Hello, Thank you so much for creating this page. It was unbelievably helpful. I did get a little confused with one little part with the proration examples. I did the math as well, and I could be wrong so I just need an explanation. For the first example I got the buyer only owing for 224 days. 14+210= 224. Which led to owing 156.80 for the buyer. Then in the second example october 25th-30th is only 5 days not 6, which leads the buyer to owing for 65 days. Thank you again for your help, please respond at your convenience.

Angelica

Angelica,

First of all, let me say THANK YOU! I had a typo in that first example. It should read “15” + 210 = 225. The 14 was not correct and I updated the page. But let’s take another look at the number of days in the two examples you mention:

If closing if May 15th and we’re assuming a 30 day/month calendar then the seller gets the first 15 days (including the day of closing) and the buyer gets the last 15 days of the month. 30 days in the month minus the date of closing since it goes to the seller is 30 – 15 = 15 days to the buyer.

This works for your second question as well – If closing is October 24th then the seller gets 24 days and the buyer gets (30 – 24 = 6) 6 days.

Does that help? Please check out my response to Q. Purns question and my latest post (click here) for more examples on proration.

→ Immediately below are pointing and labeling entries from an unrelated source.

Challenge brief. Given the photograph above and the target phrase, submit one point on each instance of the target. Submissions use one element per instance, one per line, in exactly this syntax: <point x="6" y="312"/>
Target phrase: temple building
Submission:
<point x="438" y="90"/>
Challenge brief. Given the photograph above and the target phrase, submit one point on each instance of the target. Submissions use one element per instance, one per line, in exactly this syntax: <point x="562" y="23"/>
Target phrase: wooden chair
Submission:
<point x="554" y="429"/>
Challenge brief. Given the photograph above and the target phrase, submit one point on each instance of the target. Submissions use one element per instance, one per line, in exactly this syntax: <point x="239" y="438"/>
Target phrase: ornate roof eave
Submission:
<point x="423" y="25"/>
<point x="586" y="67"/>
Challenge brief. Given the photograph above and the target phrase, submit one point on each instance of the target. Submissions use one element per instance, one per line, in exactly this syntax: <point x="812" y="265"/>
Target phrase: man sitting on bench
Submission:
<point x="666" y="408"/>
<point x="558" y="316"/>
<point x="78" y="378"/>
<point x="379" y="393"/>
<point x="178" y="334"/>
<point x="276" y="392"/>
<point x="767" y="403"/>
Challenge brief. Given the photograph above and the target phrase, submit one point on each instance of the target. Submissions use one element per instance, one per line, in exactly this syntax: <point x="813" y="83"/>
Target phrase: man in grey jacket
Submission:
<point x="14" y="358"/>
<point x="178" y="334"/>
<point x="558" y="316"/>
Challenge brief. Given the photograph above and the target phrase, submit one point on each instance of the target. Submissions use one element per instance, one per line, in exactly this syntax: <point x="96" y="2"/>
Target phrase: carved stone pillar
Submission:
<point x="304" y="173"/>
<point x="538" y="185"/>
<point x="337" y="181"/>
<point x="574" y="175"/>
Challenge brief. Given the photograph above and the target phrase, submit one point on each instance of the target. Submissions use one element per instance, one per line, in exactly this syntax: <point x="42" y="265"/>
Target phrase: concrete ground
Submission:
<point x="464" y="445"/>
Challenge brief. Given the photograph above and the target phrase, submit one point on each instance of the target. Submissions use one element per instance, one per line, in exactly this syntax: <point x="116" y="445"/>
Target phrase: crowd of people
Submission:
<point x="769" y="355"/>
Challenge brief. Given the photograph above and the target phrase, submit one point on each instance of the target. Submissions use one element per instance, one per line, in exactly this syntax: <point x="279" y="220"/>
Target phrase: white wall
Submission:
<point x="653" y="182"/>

Also, please let me know if you find more typos :-).

Thanks again,

Travis

awesome and great for me,

thank you

Liahos – Thanks for the comment. Let me know if there is anything else that you’d like to see on this site.

Blessings,

Travis

Travis, this took what my instructor blazes through and assumes we all have 30 years of RE experience, then gets frustrated when we get things wrong and made it into comprehensible information. I’m sitting for the NJ exam in April 2015 and am scared senseless; well a little less now.

Steve, thanks for the comment! It definitely motivates me to keep going when I hear comments like yours. Please let me know if there is something else that you’d like to see on this site that could help you and others. Also, please let me know how you do next month on the exam.